Abstract
Abstract
Water injection has been used to increase oil recovery since the late 19th century. For over 100 years, the mechanisms behind this incremental oil recovery have been thought of as physical, i.e. the injection of water maintains reservoir pressure and sweeps the mobilised oil to the producing well. In the last decade this premise has been questioned and through the development of BP's LoSal™ EOR technology, it is now recognised that oil recovery through waterflooding also involves chemical processes and that modifying the brine chemistry of the injection water can significantly impact the observed recovery.
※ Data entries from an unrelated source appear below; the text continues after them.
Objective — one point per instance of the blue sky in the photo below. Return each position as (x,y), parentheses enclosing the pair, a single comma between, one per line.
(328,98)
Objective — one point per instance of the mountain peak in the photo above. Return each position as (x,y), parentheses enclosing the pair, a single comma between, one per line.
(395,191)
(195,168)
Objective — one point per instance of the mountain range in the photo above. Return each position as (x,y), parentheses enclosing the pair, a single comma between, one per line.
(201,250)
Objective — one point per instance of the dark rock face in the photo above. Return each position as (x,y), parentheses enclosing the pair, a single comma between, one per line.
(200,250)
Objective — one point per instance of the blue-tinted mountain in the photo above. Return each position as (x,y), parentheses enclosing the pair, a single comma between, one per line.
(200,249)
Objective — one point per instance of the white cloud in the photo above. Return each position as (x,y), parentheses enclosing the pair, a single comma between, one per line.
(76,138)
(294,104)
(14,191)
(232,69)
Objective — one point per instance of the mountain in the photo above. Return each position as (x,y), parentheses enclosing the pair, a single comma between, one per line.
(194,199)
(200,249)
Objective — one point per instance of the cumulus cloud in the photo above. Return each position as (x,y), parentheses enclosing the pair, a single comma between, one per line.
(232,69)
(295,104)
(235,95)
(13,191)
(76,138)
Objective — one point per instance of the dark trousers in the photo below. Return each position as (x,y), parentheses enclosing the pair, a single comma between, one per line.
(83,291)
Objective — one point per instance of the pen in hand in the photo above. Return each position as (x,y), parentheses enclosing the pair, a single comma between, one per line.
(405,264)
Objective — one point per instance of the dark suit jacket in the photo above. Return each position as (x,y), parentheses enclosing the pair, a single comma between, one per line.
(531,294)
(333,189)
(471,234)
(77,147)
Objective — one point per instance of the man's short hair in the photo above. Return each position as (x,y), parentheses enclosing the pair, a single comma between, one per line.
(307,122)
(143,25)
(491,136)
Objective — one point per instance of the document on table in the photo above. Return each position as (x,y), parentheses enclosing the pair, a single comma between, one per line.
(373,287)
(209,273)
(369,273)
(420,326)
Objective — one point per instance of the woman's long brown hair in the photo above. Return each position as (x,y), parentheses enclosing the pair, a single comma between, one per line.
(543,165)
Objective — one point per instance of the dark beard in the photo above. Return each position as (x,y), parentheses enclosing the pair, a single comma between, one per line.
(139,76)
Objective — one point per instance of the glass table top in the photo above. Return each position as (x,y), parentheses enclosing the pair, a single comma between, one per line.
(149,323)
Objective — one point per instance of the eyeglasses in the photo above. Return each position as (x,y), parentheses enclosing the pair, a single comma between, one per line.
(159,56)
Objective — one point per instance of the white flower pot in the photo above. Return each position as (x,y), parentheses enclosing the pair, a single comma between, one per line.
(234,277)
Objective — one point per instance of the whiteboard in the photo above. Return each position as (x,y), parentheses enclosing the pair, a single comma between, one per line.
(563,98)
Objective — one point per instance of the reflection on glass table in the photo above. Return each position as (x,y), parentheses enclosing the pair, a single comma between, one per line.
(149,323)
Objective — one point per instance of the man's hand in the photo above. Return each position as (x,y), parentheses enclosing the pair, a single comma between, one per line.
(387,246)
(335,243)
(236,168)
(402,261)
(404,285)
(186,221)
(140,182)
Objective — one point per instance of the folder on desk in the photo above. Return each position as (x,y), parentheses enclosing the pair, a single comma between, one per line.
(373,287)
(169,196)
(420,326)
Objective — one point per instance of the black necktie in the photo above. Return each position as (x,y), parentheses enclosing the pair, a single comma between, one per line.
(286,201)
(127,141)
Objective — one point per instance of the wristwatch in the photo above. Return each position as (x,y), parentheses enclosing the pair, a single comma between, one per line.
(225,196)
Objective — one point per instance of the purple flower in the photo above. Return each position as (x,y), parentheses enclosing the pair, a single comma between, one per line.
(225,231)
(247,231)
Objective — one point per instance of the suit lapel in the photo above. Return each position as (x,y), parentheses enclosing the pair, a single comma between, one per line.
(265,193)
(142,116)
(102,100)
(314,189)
Several hypotheses regarding the mechanism involved with low salinity waterflooding have been discussed in the literature. In 2006, BP published a proposed mechanism for this phenomenon based upon multicomponent ion exchange (MIE) triggered by expansion of the electric double layer at the mineral surfaces that bind the oil.
This paper describes on going research studies focused on advancing the understanding of these mechanisms using sophisticated physical chemistry techniques such as Small Angle Scattering using neutrons from the ILL facility in Grenoble, France and the ISIS facility at the Rutherford Appleton laboratory, UK and X-rays at the DIAMOND Light source, Oxon. These techniques are capable of measuring the thickness of any water layer at the mineral surface down to the Angstrom level.
Results to date provide some support for the BP published mechanism. They have shown the presence of a thin water layer and its variation with changes in the salinity of the water medium at model silica and clay-like surfaces, with attached (model) polar oil components, suspended in oils. Furthermore, the impact of cation-type on the water-layer thickness has also been demonstrated.